Perception de l’inflation et prix du quotidien
Les inquiétudes sur le coût de la vie aux États‑Unis dépendent de la manière dont les gens perçoivent l’inflation, surtout à partir des achats fréquents du quotidien. Les variations de prix des biens achetés souvent influencent davantage cette perception que les dépenses plus rares. Une hausse d’environ 27% du prix de l’essence depuis les plus bas de janvier n’apparaîtra pas dans les chiffres de l’IPC de février. Mais les consommateurs peuvent tout de même remarquer des prix plus élevés pour certains produits alimentaires. Les dernières données d’inflation de février 2026 indiquent que les pressions de prix sous‑jacentes ralentissent, ce qui compte pour la politique monétaire. L’IPC de base (inflation hors énergie et alimentation, utilisé pour mieux voir la tendance) est retombé à un rythme annuel de 2,8%, ce qui laisse à la Réserve fédérale la possibilité d’attendre.

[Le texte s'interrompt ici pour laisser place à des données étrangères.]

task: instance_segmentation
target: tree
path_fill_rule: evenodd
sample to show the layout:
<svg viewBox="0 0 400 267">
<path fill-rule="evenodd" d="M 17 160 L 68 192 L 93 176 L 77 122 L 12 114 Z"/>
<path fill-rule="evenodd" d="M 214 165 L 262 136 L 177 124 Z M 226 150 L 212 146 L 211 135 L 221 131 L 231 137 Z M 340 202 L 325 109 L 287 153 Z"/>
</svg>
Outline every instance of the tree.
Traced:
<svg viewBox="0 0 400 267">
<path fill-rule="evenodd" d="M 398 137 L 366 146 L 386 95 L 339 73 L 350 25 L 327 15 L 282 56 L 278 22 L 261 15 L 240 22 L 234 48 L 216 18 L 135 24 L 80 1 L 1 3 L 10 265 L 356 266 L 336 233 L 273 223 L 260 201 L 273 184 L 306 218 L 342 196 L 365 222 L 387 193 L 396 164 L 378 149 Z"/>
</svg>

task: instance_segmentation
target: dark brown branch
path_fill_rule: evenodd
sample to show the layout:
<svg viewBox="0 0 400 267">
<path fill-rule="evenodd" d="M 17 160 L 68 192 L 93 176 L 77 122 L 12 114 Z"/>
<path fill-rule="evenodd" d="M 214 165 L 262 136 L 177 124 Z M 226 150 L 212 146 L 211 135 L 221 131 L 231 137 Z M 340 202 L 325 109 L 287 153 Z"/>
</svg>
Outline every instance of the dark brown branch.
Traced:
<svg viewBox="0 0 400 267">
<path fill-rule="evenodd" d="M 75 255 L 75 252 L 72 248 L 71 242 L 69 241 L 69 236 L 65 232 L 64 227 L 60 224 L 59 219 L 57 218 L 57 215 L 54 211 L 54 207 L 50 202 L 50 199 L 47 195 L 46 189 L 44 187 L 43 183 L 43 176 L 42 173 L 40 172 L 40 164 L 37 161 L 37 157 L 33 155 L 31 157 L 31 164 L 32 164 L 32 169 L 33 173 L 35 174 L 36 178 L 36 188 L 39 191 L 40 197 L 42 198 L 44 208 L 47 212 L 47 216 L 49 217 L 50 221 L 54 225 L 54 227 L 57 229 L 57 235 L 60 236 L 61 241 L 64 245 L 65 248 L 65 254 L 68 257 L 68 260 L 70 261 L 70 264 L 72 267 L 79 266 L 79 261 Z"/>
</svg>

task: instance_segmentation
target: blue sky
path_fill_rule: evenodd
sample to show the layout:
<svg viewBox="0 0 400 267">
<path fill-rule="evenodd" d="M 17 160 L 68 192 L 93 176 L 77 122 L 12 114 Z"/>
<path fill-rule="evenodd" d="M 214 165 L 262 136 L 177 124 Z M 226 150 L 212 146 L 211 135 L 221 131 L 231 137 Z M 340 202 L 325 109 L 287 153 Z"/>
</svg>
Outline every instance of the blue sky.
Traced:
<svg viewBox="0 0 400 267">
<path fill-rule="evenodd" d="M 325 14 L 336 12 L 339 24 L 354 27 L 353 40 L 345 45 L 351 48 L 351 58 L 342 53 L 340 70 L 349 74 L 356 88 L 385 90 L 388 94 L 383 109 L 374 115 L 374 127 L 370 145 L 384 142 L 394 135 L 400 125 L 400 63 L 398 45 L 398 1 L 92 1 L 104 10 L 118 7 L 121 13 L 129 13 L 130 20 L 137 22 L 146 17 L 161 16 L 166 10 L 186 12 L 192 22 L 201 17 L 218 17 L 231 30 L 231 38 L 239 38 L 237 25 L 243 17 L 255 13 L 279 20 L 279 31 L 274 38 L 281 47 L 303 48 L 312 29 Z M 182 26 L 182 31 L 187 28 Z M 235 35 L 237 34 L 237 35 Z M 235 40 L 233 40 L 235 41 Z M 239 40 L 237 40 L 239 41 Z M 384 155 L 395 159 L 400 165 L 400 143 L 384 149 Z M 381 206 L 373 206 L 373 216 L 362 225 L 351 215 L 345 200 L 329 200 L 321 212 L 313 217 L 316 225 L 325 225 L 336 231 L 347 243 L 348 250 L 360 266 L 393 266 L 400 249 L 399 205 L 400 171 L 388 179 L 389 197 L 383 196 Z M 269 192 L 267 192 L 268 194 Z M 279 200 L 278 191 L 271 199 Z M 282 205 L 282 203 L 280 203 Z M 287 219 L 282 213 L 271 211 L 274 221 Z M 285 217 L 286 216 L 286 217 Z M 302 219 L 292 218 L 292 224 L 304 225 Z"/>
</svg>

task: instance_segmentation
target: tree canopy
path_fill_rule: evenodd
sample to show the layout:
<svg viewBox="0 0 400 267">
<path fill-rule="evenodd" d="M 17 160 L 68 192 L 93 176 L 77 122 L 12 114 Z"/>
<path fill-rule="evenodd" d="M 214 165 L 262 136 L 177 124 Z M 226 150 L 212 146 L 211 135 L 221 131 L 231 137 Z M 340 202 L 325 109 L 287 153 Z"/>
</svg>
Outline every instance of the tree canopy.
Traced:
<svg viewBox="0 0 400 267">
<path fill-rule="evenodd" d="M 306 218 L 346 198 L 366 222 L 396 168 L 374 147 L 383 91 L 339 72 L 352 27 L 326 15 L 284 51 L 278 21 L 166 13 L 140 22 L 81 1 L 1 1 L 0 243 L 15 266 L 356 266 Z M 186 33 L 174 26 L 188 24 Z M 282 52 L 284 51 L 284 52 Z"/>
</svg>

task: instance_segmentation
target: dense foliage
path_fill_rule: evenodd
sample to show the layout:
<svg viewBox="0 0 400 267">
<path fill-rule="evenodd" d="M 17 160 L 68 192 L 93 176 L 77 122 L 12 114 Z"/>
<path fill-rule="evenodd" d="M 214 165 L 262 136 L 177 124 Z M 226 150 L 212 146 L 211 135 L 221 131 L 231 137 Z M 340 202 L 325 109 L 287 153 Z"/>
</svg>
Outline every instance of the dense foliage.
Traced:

Cela peut pousser les traders à anticiper une trajectoire moins agressive des taux d’intérêt via des options (contrats donnant le droit d’acheter ou de vendre à un prix fixé) sur des contrats à terme SOFR (contrats liés au taux SOFR, un taux de référence basé sur des prêts garantis au jour le jour). Nous pensons que la Fed ne réagira pas à des chocs d’offre (baisse soudaine de l’offre, qui fait monter les prix) ciblés, comme les tensions dans le détroit d’Ormuz qui maintiennent le pétrole brut au‑dessus de 85$ le baril. Elle n’a pas les outils pour régler ces problèmes, donc elle ne relèvera pas les taux uniquement parce que l’énergie est chère. Cela crée un contexte où des dérivés (produits financiers dont la valeur dépend d’un actif, comme le pétrole) liés aux matières premières peuvent bien se comporter sans provoquer immédiatement un durcissement général de la politique monétaire.Volatilité et prix de marché
Malgré des données de base rassurantes, les consommateurs souffrent sur les achats fréquents. La moyenne nationale de l’essence est maintenant proche de 3,85$ le gallon, une hausse marquée depuis janvier que les données officielles de février ne reflètent pas encore. Cet écart entre les chiffres officiels et ce que ressent le public explique probablement pourquoi l’indice de volatilité du CBOE (VIX, indicateur des attentes de fortes variations du marché) reste élevé autour de 19, ce qui suggère que les primes d’options (prix payé pour une option) peuvent rester intéressantes pour les vendeurs. Nous nous souvenons que la Fed a relevé les taux de façon nette en 2022 et 2023 lorsque l’inflation touchait toute l’économie. La situation actuelle semble différente: les hausses de prix paraissent plus concentrées sur certains secteurs, comme l’énergie. Cela suggère que des stratégies visant à profiter d’une volatilité persistante sur des actions ou secteurs précis, plutôt que d’un mouvement général du marché, pourraient être plus adaptées dans les prochaines semaines.